西に向かえば当然の如く見つかる、粉物の店、お好み焼き。これがあるようで無いのである。熊本まで来ると関西風でも、広島風でもありそうに思うのだが、それが無いのである。
しかし、酒飲みの鼻は確かである。「お好み焼き屋、見っけ」。
腹はくちくなっていたが、それは別腹、必然的に店の暖簾をくぐってしまう。店は「都一」、昭和35年に創業「熊本一番のお好み焼き屋を目指す」と決意。「都の一番店」を縮めてこの店名を付けたそうだ。
今では「行列が出来るお好み焼き屋」として県民には知られているようだが、そんな行列のはざまに運よく入店できた。ここのお好み焼き、薄焼きの生地にたっぷりのキャベツとお好みの具をオムレット状にはさみ、包み焼きしている。平焼きである。

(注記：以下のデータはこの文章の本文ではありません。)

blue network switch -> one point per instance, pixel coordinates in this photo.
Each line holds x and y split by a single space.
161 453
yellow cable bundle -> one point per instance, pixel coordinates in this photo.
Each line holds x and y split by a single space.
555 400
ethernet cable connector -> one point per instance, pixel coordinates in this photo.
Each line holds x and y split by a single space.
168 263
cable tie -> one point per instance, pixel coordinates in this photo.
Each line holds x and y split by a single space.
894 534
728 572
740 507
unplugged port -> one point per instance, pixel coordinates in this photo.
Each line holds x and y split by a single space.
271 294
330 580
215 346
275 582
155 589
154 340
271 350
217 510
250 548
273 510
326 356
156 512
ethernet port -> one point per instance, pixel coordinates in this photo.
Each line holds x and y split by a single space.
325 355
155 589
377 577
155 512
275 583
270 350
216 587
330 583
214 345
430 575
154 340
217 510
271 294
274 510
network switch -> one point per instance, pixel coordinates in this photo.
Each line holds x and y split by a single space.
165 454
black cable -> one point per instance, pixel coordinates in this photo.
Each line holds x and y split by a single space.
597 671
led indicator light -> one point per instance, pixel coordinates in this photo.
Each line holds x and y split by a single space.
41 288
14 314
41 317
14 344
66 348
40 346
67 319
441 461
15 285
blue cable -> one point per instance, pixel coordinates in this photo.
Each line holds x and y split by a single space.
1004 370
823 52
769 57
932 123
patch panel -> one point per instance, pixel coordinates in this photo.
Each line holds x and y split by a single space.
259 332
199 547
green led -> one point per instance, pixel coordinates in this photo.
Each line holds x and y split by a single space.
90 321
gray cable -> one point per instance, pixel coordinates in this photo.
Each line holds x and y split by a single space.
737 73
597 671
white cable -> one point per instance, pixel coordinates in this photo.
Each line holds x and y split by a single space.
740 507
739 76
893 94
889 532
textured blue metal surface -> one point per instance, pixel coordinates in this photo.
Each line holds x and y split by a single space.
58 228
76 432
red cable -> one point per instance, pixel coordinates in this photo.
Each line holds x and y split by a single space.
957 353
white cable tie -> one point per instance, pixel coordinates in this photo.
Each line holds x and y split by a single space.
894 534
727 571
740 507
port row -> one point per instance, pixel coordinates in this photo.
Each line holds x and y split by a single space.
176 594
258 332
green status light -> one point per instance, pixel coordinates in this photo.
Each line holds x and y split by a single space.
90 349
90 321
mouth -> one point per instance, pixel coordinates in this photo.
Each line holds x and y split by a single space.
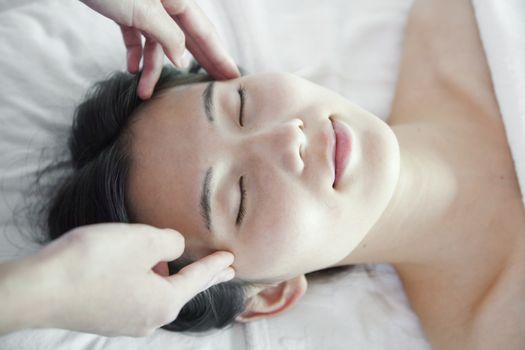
342 149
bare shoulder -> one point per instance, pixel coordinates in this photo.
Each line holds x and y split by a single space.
500 321
444 71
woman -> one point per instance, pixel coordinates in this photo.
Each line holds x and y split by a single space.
248 165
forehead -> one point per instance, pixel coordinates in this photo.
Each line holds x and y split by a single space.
165 163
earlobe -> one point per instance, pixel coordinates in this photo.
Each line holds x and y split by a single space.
274 300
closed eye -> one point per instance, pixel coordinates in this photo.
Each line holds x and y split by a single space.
242 208
242 95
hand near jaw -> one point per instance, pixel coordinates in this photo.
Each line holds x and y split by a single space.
169 26
99 279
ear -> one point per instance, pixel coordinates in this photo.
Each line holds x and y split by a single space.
273 300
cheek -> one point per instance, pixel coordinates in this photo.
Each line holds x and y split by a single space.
284 241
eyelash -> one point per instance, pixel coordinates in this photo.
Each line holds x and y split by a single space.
242 95
242 209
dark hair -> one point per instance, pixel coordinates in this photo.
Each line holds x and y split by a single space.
94 188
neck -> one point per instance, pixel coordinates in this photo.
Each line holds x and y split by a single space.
422 207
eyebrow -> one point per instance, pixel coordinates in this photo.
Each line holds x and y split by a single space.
205 203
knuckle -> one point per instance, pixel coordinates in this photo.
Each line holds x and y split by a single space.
205 34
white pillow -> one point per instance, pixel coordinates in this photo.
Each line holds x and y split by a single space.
53 50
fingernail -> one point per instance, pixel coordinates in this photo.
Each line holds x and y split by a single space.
226 275
178 62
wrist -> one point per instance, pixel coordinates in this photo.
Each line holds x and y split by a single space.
24 295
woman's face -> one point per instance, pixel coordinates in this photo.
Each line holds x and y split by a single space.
190 153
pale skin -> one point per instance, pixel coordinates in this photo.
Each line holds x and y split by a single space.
434 193
80 281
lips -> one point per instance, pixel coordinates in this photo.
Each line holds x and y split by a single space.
342 149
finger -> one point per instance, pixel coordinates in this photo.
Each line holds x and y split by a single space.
202 39
151 69
133 42
162 245
159 25
199 275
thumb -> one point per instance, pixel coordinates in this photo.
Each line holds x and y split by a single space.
202 274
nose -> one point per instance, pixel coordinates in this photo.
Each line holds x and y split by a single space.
281 143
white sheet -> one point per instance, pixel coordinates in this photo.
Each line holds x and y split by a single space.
52 50
502 31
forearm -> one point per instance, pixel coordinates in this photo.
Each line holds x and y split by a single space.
23 297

カウンターに座ったのがラッキーであった。目の前の鉄板には薄焼きの生地が6個、所狭しと並んでいる。そのうちキャベツがど~ん。豚肉やエビ、次から次へと重ねては、そんな山盛りの状態から「片手でひょい」とひっくり返す。まさに職人技。
そんな姿を今度は二つに折り曲げ、平たく畳んで出来上がり。ソースの香りが広がって食欲頂点。
さらには、この料金。セットで頼めばお好み焼きに、飲み物一品、そしておでんが3個ついて千円ちょっとの大安売り。
「いやいや、安いし旨いし」と感心しながらビールとおでんが前菜となりお好み焼きで締めとなった。呑んだ後には最高の味である。
酒の種類がどうだこうだと考えているゆとりはない。次から次へと客が店に顔を出す。入りきれないので、外で待つ。待っていても食っていきたい店だと感心する。
そんな待ち客に失礼なので、早々に退散して店を出れば、若い女性が店前で列をなしていた。